State: Baltimore Broke the Law When It Removed Confederate Statues

In the wake of violent protests in Charlottesville, Virginia, Baltimore officials decided, on their own, to take down certain Confederacy-related statues within the city — a decision that they reportedly lacked the authority to make.

In a letter written by Maryland Historical Trust Director Elizabeth Hughes, the state agency explained to Baltimore Mayor Catherine Pugh that her order to remove the statues was beyond her authority.

“While the Trustees appreciate the difficult circumstances and decisions that appear to have confronted Mayor Pugh at the time she directed the removals of these statues, we believe, on the advice of counsel, that public safety concerns did not relieve the City of its legal obligations…” read the letter, dated Oct. 20.

Hughes further explained that the group believed it had the authority to “compel restoration” of the statues, but would not do so at this time, hoping to work together with the city towards a “mutual resolution.”
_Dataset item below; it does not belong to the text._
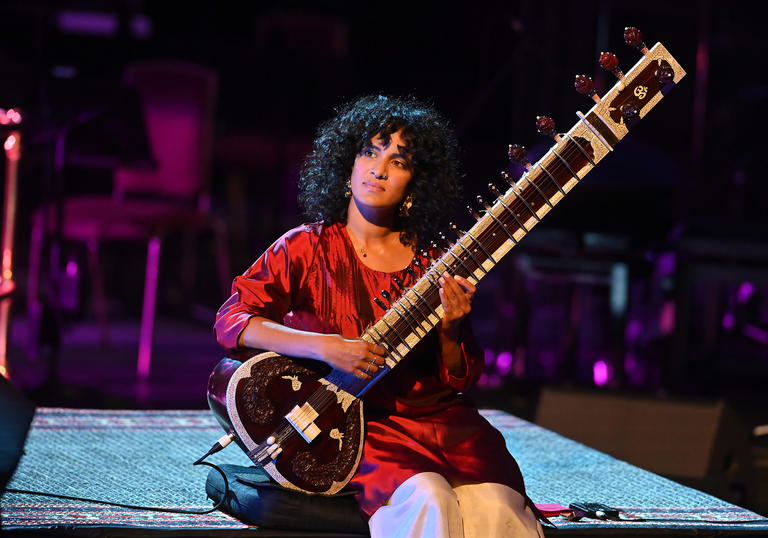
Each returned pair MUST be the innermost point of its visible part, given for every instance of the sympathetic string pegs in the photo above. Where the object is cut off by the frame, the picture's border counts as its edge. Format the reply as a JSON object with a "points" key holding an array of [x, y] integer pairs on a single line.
{"points": [[546, 126], [483, 203], [518, 154], [455, 229], [634, 38], [585, 86], [610, 62]]}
On Aug. 14, the Baltimore City Council passed a resolution calling for the immediate removal of the Confederate monuments, days after the Charlottesville “Unite the Right” rally, during which white nationalists protested the city’s plan to remove a Robert E. Lee monument from a park in the city, according to WJZ.

The event resulted in violence, as one woman died and several around her were injured when a car plowed into a crowd of counter-protesters.

It also sparked a nationwide debate regarding Confederate statues and racism, and apparently prompted Baltimore officials to do away with their city’s Confederate monuments.

Following the council’s resolution, Pugh ordered the removal of four city statues — the Confederate Soldiers and Sailors Monument on Mount Royal Avenue, the Confederate Women’s Monument on West University Parkway, the Roger B. Taney Monument on Mount Vernon Place and the Robert E. Lee and Thomas. J. “Stonewall” Jackson Monument in the Wyman Park Dell.

However, a 1984 contract gives the Maryland Historical Trust — not the mayor or any other city official — the final say on changes to the monuments, according to The Baltimore Sun.

In a letter obtained by The Sun, city officials told the trust that they believed the contract didn’t apply because the situation constituted an “emergency.”

The officials cited a warning from the Baltimore Police Department that activists were threatening to tear the monuments down if they weren’t removed, which could have resulted in a Charlottesville-like incident.

In other words, the duly elected officials of Baltimore abdicated their decision-making responsibility and surrendered to mob rule.

The mayor defended her quick action in regard to the monuments.

“There’s enough grandstanding, enough speeches being made,” she said, according to WJZ. “Get it done.”

The Oct. 20 letter written in response clearly shows that the state agency disagreed, but did not announce any intentions to undo the monuments’ deconstruction.

Meanwhile, the monuments have been placed in storage until the city and the trustees can agree on permanent locations.